Date
2024-05-14.11:16:01
Message id
14142

Content

As a result of the new constructor added by P1391, this stopped working in C++20:


void fun(string_view);
void fun(vector<string_view>);
fun({"a", "b"});

Previously the first `fun` wasn't viable, so it constructed a vector<string_view> of two elements using its initializer-list constructor and then called the second `fun`. Now `{"a", "b"}` could also be a call to the new `string_view(Iter, Iter)`, so it's ambiguous and fails to compile.

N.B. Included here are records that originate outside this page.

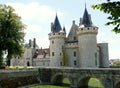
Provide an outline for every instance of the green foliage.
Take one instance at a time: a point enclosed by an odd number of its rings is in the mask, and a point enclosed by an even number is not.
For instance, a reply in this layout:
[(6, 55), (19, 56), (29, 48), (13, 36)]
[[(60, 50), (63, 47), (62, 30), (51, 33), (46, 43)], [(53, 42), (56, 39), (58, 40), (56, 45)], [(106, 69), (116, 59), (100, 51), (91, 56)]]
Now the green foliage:
[(114, 62), (112, 65), (111, 65), (111, 67), (120, 67), (120, 61), (116, 61), (116, 62)]
[(67, 56), (67, 54), (66, 54), (66, 52), (65, 52), (66, 50), (65, 50), (65, 47), (63, 47), (62, 48), (62, 65), (63, 66), (68, 66), (69, 64), (69, 60), (68, 60), (68, 56)]
[(11, 6), (0, 5), (0, 50), (7, 51), (10, 65), (12, 55), (22, 55), (25, 25)]
[(3, 52), (0, 51), (0, 66), (3, 65)]
[(93, 9), (99, 9), (104, 13), (109, 14), (108, 18), (110, 21), (106, 25), (113, 25), (112, 29), (115, 33), (120, 33), (120, 1), (107, 0), (106, 3), (92, 5)]

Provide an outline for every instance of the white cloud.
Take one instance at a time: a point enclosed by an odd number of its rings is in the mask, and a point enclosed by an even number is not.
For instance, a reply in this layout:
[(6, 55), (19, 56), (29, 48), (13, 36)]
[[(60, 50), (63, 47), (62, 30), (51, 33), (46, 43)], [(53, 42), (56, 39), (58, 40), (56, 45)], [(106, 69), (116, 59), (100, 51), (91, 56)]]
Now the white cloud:
[[(38, 2), (30, 3), (6, 3), (15, 9), (15, 13), (21, 16), (23, 23), (27, 25), (25, 40), (36, 38), (40, 47), (48, 47), (48, 33), (50, 23), (55, 18), (56, 12), (53, 8), (41, 5)], [(57, 14), (62, 17), (63, 12), (58, 10)], [(49, 23), (49, 24), (46, 24)], [(46, 37), (45, 37), (46, 35)]]
[[(46, 5), (40, 5), (38, 2), (24, 3), (7, 3), (15, 8), (23, 20), (40, 20), (47, 21), (49, 18), (55, 16), (55, 10)], [(59, 15), (63, 15), (58, 11)]]

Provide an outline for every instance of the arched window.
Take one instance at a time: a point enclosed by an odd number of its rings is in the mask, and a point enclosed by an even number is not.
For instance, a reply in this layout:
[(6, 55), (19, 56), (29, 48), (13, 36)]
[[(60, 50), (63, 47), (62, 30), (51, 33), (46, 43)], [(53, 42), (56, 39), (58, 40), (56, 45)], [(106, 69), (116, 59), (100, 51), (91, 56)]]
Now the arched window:
[(76, 57), (76, 51), (73, 52), (74, 57)]
[(27, 66), (30, 66), (30, 62), (29, 61), (27, 62)]

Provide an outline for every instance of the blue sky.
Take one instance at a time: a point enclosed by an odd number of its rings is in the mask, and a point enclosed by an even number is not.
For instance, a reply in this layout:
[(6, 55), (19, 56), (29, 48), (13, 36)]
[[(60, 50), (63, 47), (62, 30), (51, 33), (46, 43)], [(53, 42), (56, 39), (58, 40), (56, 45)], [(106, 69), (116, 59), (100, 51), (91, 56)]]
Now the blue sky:
[[(109, 58), (118, 59), (120, 34), (111, 32), (112, 26), (104, 25), (108, 21), (107, 14), (91, 8), (92, 4), (102, 1), (106, 0), (86, 0), (87, 10), (91, 14), (93, 24), (99, 27), (98, 42), (109, 43)], [(56, 12), (61, 26), (66, 27), (68, 34), (72, 21), (75, 20), (78, 25), (85, 9), (85, 0), (0, 0), (0, 3), (11, 5), (22, 17), (23, 23), (27, 25), (25, 42), (36, 38), (39, 47), (43, 48), (49, 47), (48, 33)]]

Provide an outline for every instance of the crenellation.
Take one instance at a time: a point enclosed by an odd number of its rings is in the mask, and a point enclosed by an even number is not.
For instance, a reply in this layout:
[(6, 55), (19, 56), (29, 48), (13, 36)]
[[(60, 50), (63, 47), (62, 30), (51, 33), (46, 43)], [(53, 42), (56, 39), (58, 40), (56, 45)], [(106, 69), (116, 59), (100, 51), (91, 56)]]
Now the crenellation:
[(49, 48), (39, 48), (36, 41), (26, 44), (23, 59), (12, 59), (11, 65), (100, 68), (109, 67), (107, 43), (97, 43), (98, 27), (92, 22), (87, 8), (84, 10), (80, 23), (72, 21), (70, 31), (66, 33), (61, 27), (58, 16), (51, 23), (48, 34)]

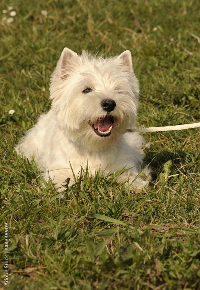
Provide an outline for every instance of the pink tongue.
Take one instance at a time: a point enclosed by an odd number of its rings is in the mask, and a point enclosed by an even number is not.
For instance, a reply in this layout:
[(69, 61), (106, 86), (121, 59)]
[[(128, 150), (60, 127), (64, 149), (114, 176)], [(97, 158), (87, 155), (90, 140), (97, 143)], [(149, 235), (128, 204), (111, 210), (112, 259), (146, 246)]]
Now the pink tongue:
[(113, 125), (110, 120), (110, 117), (107, 117), (101, 121), (97, 121), (94, 124), (95, 128), (97, 128), (99, 126), (99, 129), (102, 132), (105, 132), (108, 130), (109, 128), (112, 126), (112, 128), (114, 128), (115, 125)]

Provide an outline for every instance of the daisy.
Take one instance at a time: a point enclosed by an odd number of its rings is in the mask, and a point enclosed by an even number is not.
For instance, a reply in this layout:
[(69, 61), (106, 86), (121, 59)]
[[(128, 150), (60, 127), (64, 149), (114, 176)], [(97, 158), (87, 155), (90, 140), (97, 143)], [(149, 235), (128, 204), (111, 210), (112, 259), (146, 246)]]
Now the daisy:
[(8, 112), (8, 114), (10, 114), (10, 115), (13, 115), (15, 111), (15, 110), (13, 109), (12, 110), (10, 110)]
[(10, 14), (11, 16), (15, 16), (17, 14), (16, 11), (11, 11)]

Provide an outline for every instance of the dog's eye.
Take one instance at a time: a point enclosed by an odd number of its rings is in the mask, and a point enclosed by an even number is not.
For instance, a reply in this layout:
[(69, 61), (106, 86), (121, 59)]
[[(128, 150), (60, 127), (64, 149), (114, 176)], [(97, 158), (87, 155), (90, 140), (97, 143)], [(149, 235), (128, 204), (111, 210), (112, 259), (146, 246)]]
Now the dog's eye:
[(88, 93), (91, 92), (92, 90), (90, 88), (87, 88), (84, 90), (82, 92), (84, 93), (84, 94), (87, 94)]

The following case is arguably worse as it doesn't become ill-formed in C++20, it still compiles but now has undefined behaviour:


fun({{"a", "b"}});

Previously the first `fun` wasn't viable, so this constructed a vector<string_view> of two elements (via somewhat bizarre syntax, but using the same initializer-list constructor as above). Now it constructs a `vector` from an `initializer_list` with one element, where that element is constructed from the two `const char*` using `string_view(Iter, Iter)`. But those two pointers are unrelated and do not form a valid range, so this violates the constructor's precondition and has undefined behaviour. If you're lucky it crashes at runtime when trying to reach `"b"` from `"a"`, but it could also form a `string_view` that reads arbitrary secrets from the memory between the two pointers.